Au-delà du lieu, les organisateurs craignent que cette nouvelle scène ne vienne empiéter sur ses parts de marché en mettant en avant une programmation similaire. Arena5 s’est en effet associé aux Ardentes, spécialisés dans les musiques urbaines.

Pour un projet complémentaire

Couleur Café pointe aussi du doigt le choix de collaborer avec un festival liégeois. "Si on prend la situation inverse, soit la ville de Liège qui demande à Couleur Café de s’installer sur le site des Ardentes, on crierait tout de suite au scandale, juge Patrick Wallens.

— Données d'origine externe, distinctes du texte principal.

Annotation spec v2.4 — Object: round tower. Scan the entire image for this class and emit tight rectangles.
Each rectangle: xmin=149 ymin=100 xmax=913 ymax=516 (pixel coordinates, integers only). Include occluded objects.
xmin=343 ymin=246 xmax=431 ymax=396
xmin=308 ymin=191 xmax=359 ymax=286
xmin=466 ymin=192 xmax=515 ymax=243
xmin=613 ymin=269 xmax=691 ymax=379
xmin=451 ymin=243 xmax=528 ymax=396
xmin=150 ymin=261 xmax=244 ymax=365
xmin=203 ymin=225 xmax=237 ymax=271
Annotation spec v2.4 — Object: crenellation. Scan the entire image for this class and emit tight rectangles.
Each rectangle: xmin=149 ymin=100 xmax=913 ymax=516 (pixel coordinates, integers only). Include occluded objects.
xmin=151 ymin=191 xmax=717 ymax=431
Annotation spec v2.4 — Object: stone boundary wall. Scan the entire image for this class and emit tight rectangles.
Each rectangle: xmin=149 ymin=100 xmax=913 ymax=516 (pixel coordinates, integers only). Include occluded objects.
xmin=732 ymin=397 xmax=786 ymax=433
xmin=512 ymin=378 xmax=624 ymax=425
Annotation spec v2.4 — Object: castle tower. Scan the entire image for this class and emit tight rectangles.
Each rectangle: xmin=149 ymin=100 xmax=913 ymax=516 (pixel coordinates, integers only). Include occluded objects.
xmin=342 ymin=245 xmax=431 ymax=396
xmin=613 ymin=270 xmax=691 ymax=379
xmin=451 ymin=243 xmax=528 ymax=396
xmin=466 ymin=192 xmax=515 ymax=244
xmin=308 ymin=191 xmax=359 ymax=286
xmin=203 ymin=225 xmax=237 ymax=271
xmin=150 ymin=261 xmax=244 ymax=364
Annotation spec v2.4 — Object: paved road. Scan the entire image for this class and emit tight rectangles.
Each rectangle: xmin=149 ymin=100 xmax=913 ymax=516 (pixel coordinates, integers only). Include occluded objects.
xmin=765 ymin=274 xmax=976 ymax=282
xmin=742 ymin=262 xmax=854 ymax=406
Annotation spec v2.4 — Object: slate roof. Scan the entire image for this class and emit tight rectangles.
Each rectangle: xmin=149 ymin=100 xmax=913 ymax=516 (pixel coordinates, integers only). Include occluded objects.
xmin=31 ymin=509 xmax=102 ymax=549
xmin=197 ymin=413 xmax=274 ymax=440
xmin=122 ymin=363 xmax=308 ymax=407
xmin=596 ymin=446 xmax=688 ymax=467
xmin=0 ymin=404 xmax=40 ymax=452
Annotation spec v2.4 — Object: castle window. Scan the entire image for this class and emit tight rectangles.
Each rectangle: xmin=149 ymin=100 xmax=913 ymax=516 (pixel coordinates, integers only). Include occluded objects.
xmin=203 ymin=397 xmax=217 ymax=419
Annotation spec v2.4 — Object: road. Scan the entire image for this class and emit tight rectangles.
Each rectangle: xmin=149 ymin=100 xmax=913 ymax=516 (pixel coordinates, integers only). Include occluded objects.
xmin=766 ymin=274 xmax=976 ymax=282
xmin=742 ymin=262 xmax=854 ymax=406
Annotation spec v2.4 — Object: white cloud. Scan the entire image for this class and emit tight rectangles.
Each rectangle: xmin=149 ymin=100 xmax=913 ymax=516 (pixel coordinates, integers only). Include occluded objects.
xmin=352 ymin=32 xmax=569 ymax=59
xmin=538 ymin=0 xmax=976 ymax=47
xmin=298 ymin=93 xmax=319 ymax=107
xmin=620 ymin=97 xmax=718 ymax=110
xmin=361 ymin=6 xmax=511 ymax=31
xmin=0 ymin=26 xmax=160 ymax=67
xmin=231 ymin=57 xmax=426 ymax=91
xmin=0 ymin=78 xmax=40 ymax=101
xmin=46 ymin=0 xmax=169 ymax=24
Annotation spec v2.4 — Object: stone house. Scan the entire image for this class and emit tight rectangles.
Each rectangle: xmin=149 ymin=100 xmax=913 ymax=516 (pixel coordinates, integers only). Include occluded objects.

La ville de Bruxelles s’est aussi associée à des partenaires privés comme Green House Talent, qui a accès à des grands artistes anglo-saxons et le groupe Fimalac, derrière les Ardentes, qui est un grand holding français. On trouve ça étrange qu’un bourgmestre s’associe avec des privés pour faire des événements." Avec des moyens financiers plus importants que Couleur Café, ces partenaires pourraient également faire venir des plus grands noms internationaux. Si, pour le moment, Arena5 se limite à un concert par soirée, Couleur Café craint que l’événement ne se métamorphose en festival à l’avenir.

"On connaît les désirs de Philippe Close d’organiser des grands événements et ses rêves d’un grand festival à Bruxelles. Il a voulu le faire avec le Brussels Summer Festival mais il n’arrive pas à la hauteur de ses ambitions. La formule du BSF va d’ailleurs être revue l’année prochaine, avec une version réduite et pluridisciplinaire, indique le directeur. On tire la sonnette d’alarme pour dire, de grâce, à la Ville de Bruxelles et Philippe Close, n’allez pas créer une concurrence déloyale, mais faites plutôt un projet complémentaire à ce qui existe déjà à Bruxelles de manière générale."